Psychologists at Wilfrid Laurier University and the University of Guelph in Ontario explored the reaction of 482 Canadian male and female university students to sexually explicit material on the Internet, in a study published in the Canadian Journal of Human Sexuality.
“In both attitudes and behavior … males were more likely than females to endorse sexually explicit materials encountered online,” the researchers wrote.
Perhaps equally unsurprising was the correlation researchers found between the amount of time individuals spent online and the likelihood that they would seek out sexually explicit material via the web.
“This result may be a function of greater opportunity,” researchers wrote. “Specifically, the more time users spend online, the greater the opportunity to encounter sexually explicit [material] either accidentally or intentionally.”
A web user’s level of computer experience and savvy also was a significant predictor of how positive their views of adult content would be, the researchers concluded. More experienced users, who tended to be better represented among the male population of participants in the study, were more receptive to sexually explicit content and more likely to actively look for such content online, according to the study.

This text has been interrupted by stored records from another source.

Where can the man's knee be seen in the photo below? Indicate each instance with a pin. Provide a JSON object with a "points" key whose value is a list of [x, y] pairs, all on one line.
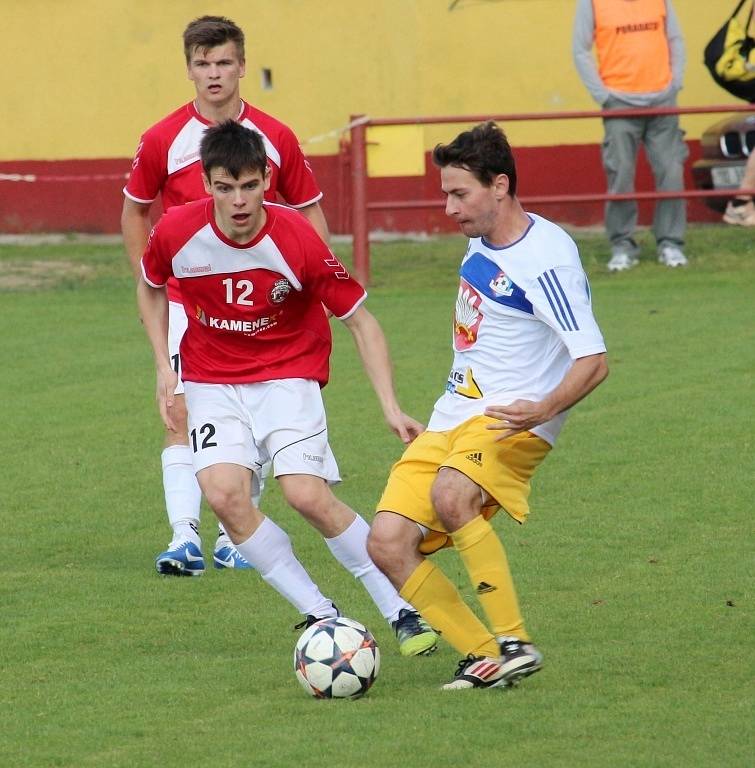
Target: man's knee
{"points": [[224, 499], [456, 499], [391, 540]]}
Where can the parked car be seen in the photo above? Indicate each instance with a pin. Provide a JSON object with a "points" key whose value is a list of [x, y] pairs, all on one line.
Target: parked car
{"points": [[725, 147]]}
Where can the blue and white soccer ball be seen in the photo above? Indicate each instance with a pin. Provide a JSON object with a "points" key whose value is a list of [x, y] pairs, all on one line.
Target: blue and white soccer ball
{"points": [[336, 658]]}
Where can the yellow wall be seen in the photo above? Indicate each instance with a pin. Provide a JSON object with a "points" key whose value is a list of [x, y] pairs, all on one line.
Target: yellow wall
{"points": [[82, 78]]}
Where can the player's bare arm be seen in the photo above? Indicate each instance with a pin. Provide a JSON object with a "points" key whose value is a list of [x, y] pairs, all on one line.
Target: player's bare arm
{"points": [[316, 218], [135, 227], [373, 349], [153, 308], [584, 375]]}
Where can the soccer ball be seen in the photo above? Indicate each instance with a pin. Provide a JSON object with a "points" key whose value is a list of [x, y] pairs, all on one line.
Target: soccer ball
{"points": [[336, 658]]}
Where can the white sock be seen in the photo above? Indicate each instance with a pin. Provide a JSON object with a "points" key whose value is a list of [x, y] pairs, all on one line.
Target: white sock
{"points": [[350, 549], [182, 494], [269, 550]]}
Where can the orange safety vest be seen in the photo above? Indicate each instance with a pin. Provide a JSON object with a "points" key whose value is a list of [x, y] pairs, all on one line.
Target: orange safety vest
{"points": [[631, 43]]}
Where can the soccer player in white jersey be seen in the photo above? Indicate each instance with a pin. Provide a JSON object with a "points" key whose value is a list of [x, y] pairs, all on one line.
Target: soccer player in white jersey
{"points": [[254, 279], [526, 349], [167, 165]]}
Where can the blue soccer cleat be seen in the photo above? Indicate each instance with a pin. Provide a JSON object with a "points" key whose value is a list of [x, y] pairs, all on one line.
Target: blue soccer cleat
{"points": [[182, 558], [227, 556]]}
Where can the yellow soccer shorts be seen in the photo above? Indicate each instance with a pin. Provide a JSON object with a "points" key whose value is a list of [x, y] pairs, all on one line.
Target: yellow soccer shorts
{"points": [[503, 469]]}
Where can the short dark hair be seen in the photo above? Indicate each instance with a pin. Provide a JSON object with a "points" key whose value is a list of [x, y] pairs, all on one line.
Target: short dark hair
{"points": [[210, 31], [231, 146], [484, 151]]}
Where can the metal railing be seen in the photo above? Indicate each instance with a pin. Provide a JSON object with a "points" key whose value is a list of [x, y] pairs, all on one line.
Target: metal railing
{"points": [[361, 206]]}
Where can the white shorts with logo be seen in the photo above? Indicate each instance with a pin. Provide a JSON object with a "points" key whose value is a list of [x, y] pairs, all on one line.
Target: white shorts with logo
{"points": [[177, 325], [281, 421]]}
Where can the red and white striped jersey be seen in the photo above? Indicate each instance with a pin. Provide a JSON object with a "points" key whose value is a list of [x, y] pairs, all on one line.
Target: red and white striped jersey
{"points": [[254, 310], [167, 162]]}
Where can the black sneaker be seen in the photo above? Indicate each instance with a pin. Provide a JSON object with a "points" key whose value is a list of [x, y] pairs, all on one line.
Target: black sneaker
{"points": [[415, 636], [518, 659], [478, 672]]}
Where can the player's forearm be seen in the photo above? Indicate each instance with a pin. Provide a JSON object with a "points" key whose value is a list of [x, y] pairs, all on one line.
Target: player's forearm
{"points": [[582, 378], [373, 351], [135, 227], [153, 309]]}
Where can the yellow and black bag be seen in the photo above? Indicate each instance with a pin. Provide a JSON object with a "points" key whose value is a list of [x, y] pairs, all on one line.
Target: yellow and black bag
{"points": [[730, 55]]}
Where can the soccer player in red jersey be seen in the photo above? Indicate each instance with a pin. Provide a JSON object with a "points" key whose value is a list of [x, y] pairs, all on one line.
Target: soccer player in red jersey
{"points": [[167, 165], [254, 277]]}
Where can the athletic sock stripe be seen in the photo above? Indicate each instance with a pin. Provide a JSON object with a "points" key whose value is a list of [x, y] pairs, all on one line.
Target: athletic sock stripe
{"points": [[484, 669], [566, 300], [550, 301]]}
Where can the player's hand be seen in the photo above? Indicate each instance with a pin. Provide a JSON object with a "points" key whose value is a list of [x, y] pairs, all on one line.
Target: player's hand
{"points": [[516, 417], [167, 380], [405, 427]]}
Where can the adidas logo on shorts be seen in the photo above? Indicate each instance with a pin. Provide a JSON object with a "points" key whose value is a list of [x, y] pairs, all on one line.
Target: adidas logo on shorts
{"points": [[475, 458]]}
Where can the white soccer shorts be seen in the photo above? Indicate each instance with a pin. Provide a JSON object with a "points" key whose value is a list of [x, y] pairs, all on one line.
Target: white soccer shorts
{"points": [[281, 421]]}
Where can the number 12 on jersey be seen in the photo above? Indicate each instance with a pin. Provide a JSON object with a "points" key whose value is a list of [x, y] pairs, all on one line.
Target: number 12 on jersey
{"points": [[243, 290]]}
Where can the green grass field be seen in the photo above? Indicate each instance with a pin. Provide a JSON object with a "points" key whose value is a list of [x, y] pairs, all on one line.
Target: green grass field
{"points": [[634, 571]]}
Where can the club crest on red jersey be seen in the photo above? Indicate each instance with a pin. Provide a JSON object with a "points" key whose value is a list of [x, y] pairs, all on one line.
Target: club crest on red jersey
{"points": [[281, 288]]}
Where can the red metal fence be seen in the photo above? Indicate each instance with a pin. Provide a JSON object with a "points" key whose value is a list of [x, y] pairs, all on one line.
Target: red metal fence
{"points": [[362, 206]]}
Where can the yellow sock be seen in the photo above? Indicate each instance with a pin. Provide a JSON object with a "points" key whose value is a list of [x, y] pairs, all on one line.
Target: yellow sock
{"points": [[440, 604], [488, 567]]}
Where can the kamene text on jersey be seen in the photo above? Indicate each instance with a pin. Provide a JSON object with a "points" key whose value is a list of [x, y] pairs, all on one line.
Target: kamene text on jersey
{"points": [[255, 310], [167, 163], [523, 314]]}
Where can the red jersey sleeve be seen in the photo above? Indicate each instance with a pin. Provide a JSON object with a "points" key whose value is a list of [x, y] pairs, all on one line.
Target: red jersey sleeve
{"points": [[330, 281], [157, 262], [296, 184], [148, 170]]}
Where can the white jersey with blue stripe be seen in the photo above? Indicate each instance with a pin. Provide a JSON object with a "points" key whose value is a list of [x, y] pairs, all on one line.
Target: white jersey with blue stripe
{"points": [[523, 315]]}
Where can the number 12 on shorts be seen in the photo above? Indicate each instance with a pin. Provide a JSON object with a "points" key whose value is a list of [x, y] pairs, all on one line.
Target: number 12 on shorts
{"points": [[206, 433]]}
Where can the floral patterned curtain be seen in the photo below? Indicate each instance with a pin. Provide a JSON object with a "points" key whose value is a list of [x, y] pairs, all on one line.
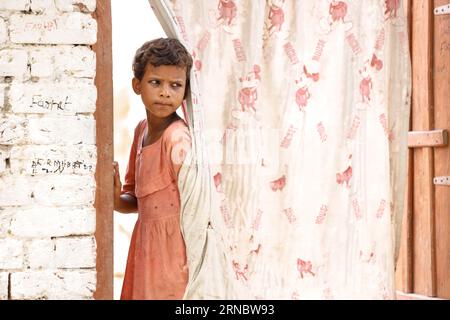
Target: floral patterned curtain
{"points": [[299, 112]]}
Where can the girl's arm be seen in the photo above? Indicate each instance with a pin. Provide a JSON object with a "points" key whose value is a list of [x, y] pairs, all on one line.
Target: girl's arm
{"points": [[123, 202]]}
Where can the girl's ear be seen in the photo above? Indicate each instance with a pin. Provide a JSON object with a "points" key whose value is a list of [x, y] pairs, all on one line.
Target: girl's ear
{"points": [[136, 85]]}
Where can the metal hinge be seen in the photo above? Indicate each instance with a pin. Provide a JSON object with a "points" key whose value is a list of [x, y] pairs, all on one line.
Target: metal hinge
{"points": [[445, 9], [444, 181]]}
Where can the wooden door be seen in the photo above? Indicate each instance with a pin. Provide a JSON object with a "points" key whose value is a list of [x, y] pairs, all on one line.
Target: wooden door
{"points": [[423, 267]]}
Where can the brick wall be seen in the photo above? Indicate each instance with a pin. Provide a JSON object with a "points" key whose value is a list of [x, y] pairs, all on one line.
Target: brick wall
{"points": [[47, 149]]}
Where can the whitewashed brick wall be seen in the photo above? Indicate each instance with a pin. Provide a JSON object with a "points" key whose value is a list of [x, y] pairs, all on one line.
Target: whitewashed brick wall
{"points": [[47, 149]]}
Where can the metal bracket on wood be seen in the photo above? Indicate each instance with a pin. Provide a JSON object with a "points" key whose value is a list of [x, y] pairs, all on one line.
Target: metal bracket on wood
{"points": [[434, 138], [445, 181], [445, 9]]}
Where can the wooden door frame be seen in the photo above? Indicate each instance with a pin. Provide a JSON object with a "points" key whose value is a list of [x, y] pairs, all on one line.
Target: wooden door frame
{"points": [[104, 233]]}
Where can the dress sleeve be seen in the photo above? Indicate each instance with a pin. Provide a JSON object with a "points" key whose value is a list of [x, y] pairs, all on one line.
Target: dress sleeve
{"points": [[129, 183], [178, 146]]}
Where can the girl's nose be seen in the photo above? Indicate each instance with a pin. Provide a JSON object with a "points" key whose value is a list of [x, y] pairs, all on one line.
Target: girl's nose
{"points": [[165, 92]]}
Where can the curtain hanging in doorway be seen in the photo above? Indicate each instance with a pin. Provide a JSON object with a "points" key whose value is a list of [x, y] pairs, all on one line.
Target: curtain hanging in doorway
{"points": [[299, 112]]}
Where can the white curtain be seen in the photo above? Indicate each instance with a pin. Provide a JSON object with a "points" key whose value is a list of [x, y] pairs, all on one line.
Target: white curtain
{"points": [[299, 112]]}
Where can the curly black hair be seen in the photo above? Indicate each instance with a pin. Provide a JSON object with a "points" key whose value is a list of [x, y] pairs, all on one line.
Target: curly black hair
{"points": [[162, 51]]}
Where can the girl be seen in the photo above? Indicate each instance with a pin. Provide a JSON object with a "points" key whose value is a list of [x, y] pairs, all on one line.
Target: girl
{"points": [[156, 265]]}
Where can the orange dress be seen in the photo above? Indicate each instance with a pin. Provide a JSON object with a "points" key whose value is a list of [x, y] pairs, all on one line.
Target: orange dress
{"points": [[156, 265]]}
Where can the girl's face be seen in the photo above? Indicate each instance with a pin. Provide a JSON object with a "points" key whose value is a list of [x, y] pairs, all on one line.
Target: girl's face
{"points": [[162, 89]]}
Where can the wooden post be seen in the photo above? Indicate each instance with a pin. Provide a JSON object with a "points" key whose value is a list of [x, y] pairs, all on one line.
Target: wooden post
{"points": [[424, 267], [442, 155], [105, 152]]}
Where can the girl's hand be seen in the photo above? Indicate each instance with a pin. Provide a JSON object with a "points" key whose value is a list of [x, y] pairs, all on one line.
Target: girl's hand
{"points": [[117, 182]]}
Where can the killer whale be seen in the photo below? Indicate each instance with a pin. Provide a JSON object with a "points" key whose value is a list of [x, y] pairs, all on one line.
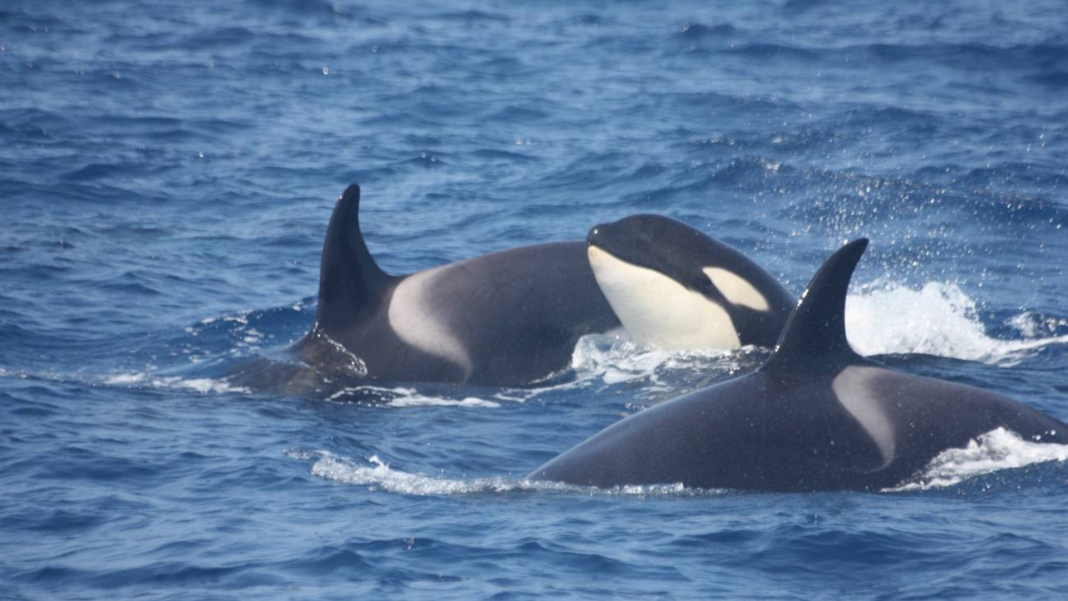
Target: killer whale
{"points": [[673, 287], [505, 318], [815, 416]]}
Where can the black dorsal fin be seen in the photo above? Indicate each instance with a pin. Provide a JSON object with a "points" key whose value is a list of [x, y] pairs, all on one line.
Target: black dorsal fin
{"points": [[349, 274], [817, 327]]}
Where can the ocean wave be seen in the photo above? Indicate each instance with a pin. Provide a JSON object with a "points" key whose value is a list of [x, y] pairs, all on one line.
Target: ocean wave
{"points": [[994, 451], [202, 385], [379, 476], [938, 319]]}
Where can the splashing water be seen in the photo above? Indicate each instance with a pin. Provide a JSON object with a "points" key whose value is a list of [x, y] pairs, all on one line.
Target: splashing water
{"points": [[996, 449], [938, 319]]}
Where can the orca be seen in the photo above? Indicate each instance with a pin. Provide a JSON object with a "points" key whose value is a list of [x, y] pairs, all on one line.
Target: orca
{"points": [[815, 416], [506, 318], [675, 288]]}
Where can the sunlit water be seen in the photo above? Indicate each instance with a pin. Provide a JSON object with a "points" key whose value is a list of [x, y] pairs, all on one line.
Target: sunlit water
{"points": [[167, 171]]}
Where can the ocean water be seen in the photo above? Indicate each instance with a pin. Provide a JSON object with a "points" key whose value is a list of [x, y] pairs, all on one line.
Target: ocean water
{"points": [[167, 172]]}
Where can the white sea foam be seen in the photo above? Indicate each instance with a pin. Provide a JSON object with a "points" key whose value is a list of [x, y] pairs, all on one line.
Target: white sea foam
{"points": [[410, 397], [996, 449], [938, 319], [202, 385], [378, 476]]}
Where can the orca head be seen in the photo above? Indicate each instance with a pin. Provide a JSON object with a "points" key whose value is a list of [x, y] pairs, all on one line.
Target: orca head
{"points": [[673, 287]]}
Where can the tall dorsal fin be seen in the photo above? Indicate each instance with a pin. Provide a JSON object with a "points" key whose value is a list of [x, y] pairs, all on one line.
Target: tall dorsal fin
{"points": [[817, 327], [349, 274]]}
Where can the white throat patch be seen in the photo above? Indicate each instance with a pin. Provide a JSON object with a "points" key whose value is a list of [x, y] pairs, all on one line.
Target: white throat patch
{"points": [[736, 288], [659, 312]]}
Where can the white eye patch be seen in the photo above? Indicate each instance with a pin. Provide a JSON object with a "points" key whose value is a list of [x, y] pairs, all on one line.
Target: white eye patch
{"points": [[659, 312], [736, 288]]}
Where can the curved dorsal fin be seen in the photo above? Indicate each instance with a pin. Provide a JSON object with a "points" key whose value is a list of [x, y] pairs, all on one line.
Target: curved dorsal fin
{"points": [[349, 274], [817, 327]]}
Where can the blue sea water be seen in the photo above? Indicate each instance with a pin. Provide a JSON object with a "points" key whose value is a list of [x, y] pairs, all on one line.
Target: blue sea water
{"points": [[167, 172]]}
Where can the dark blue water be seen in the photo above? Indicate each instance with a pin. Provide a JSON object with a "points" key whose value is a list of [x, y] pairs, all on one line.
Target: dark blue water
{"points": [[167, 172]]}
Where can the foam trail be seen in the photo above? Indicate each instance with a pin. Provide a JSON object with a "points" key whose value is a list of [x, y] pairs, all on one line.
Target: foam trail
{"points": [[202, 385], [996, 449], [380, 477], [410, 397], [938, 319]]}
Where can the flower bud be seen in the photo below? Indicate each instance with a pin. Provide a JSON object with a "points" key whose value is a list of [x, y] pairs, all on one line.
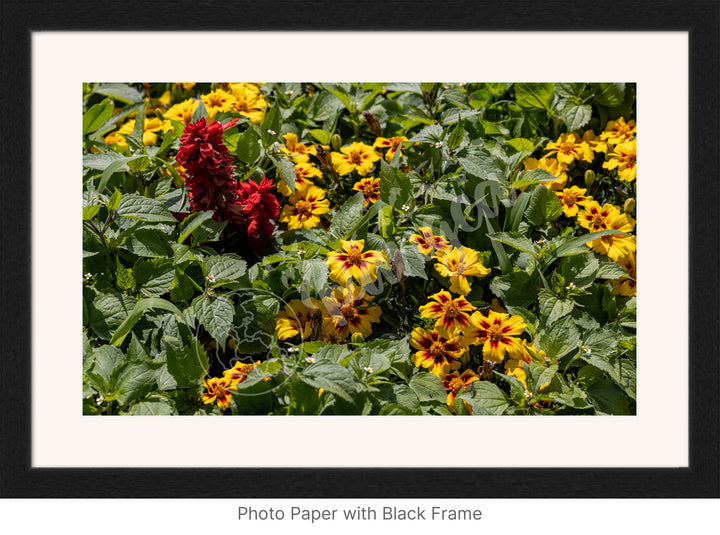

The authors of the study speculated that those who spend a great deal of time online and/or have a lot of experience with computers are more likely to have been repeatedly exposed to sexually explicit content. Such users become more desensitized to the content over time — or so the thinking of the researchers goes — making them more likely to further explore sexually explicit websites.
One of the study’s female authors, Eileen Wood, offered a simpler explanation: women simply don’t like porn.
“We found that having access to this material online is not really changing the picture,” Wood told CTV.ca. “Women just don’t like it. It doesn’t matter what the medium is, and it’s not because it’s not there for them. They can have a look if they choose to, but they don’t want to, and that’s very interesting.”
While the study did not probe the question of why women don’t appear to like sexually explicit content, Wood had a theory of her own.
“Based on past literature on this topic, in general, women tend to find this material quite degrading and offensive,” Wood said. “So we think that might still be the issue.”